この区別は、メタ思考で扱う、自分の判断や前提を思考の対象にする方法とも関連する。何が起きたのか、その出来事に自分がどんな意味を与えたのか、その判断に基づいて何をしようとしているのかを分ける。自分の解釈を言葉にできれば、その解釈を採用し続けるか、別の捉え方を検討するかも問い直せる。
日常への応用では、状況を具体的に分ける
以下は、番組の四分類を仕事や生活へ応用するための整理である。
たとえば、新しい役割を任された場面では、自分の得意不得意、その役割に就くことになった事情、今から選べる行動が同時に存在している。それらを一括して「向いていない」と判断すると、何が難しいのかが曖昧になる。得意不得意は個別的ペルソナ、任命された事情は偶然的ペルソナ、必要な知識を学ぶことや周囲へ相談することは選択的ペルソナに関わる、と分けて検討できる。

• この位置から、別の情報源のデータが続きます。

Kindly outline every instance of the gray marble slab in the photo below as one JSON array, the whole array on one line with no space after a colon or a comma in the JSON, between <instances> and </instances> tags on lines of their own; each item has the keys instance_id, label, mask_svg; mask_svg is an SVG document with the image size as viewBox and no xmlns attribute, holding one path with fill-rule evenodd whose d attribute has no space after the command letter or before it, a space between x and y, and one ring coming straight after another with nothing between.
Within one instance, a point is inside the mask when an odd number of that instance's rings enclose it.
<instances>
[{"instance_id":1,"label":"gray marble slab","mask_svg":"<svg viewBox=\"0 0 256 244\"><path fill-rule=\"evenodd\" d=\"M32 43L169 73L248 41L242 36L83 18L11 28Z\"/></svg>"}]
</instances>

仕事の期待と役割の理解、自己効力感、周囲の受け入れを扱うノートとも関連する。役割への適応を考えるなら、自分の能力についての認識だけでなく、期待されている仕事の内容や、支援を受けられる関係も確認の対象になる。
出来事を整理するときには、次の問いを使える。
- 人間に共通する性質と、その人に固有の特徴はそれぞれ何か。
- 自分の意思だけでは決まらなかった条件は何か。
- その条件の中で、今から選べる判断や行動は何か。
- すでに起きた事実と、自分が加えた解釈を混同していないか。
環境の変化がアイデンティティに与える影響で扱うように、職場や家庭の変化によって役割も自己認識も変わる。その都度、現在の条件を整理し直すことで、以前の境遇に基づく判断をそのまま使っていないか検討できる。
個性の固定化や、結果への自己責任化を避ける
四分類を日常に使う際は、個別的ペルソナを「一生変わらないもの」と即断しない方がよい。番組では足の速さや腕力が個人差の例として挙がるが、この紹介だけから、訓練や経験による変化まで否定することはできない。経験に伴う価値観や役割、アイデンティティの変化も踏まえ、現在の特徴と、変化する余地を分けて考える必要がある。
同様に、自分の行動を選べることと、望んだ結果を確実に得られることも異なる。誠実に説明することを選んでも、相手が納得するかどうかまでは決められない。選択できる範囲を整理する際には、行動の選択と、その結果を区別する。
番組では『自省録』について、書かれた理想を常に実践できていた証拠とは限らず、実践できない自分へ繰り返し語りかけた記録として読む解釈も示される。選択的ペルソナへの集中も、感情を瞬時に制御できるという能力の宣言として読む必要はない。実際に取った行動を振り返り、次の場面でどのように振る舞うかを考えるという、繰り返しの実践として捉えられる。